От страха Шитковский уже мало что соображал. Тем не менее он исхитрился лягнуть склонившегося над ним Гайпеля сапогом в живот, быстро пополз на четвереньках, вскочил и снова наладился дать деру, но был схвачен за ногу. Гайпель все больше удивлял Ивана Дмитриевича, никогда не замечавшего за ним такой прыти. Теперь Шитковский основательно стукнулся головой о поребрик тротуара. Он лежал неподвижно, скорчившись на мокрой мостовой. Иван Дмитриевич потрепал его по щекам, потеребил за нос. Никакого результата.
— Ничего, очухается, — злобно сказал Гайпель.
Он тяжело дышал, глаза горели воинственным огнем.
— Вопрос за вопросом! — передразнил его Иван Дмитриевич. — Весь дом перебудили.
Окно в квартире Нейгардтов не погасло, и кое-где по фасаду осветились другие. Захлопали рамы и форточки. Сверху, из-под самой крыши, окликнули:
— Иван Дмитриевич, это вы?
Он узнал голос Зеленского.
— Я, я…
— Вы живы?
Первой этот вопрос должна была бы задать жена, которую он видел в окне собственной спальни, но она молчала.
— Все в порядке, Сергей Богданович. Спите.
— Вы поймали убийцу? Да? — не унимался Зеленский.
— Не-ет!
— Сейчас я к вам спущусь.
— Ради Бога, не надо!
Иван Дмитриевич отметил, что барон с баронессой внимательно смотрят на улицу, однако из их окна никаких вопросов не последовало.
Зато левее и выше прорезался Гнеточкин.
— Маша, Маша, — призывал он жену, — иди скорее! Это, Машенька, тот самый, которого я вечером видел. В подворотню еще побежал от меня. Во-от лежит…

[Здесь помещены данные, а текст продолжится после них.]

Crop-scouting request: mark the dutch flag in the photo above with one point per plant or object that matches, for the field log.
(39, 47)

Зайцевские курочки тоже закудахтали этажом ниже. Под ними Евлампий прижимал к стеклу свой чухонский нос, но Шарлотты Генриховны видно не было.
Прибежал дворник.
— У, ворюга! — сказал он, с профессиональной ненавистью глядя на Шитковского, который по-прежнему лежал, как труп.
В партикулярном платье он мог быть принят за кого угодно. Украдкой дворник хотел пнуть его, по передумал под остерегающим взглядом Ивана Дмитриевича.
— Вор, вор! — отозвалось у Зайцевых цыплячьими голосами, однако самой курицы было что-то не видать и не слыхать.
В дополнение ко всему сверху донесся требовательный собачий лай.
— Машенька, — закричал Гнеточкин, — покажи Джончику! Джончик тоже хочет посмотреть.
Появилась его мадам с пуделем на руках.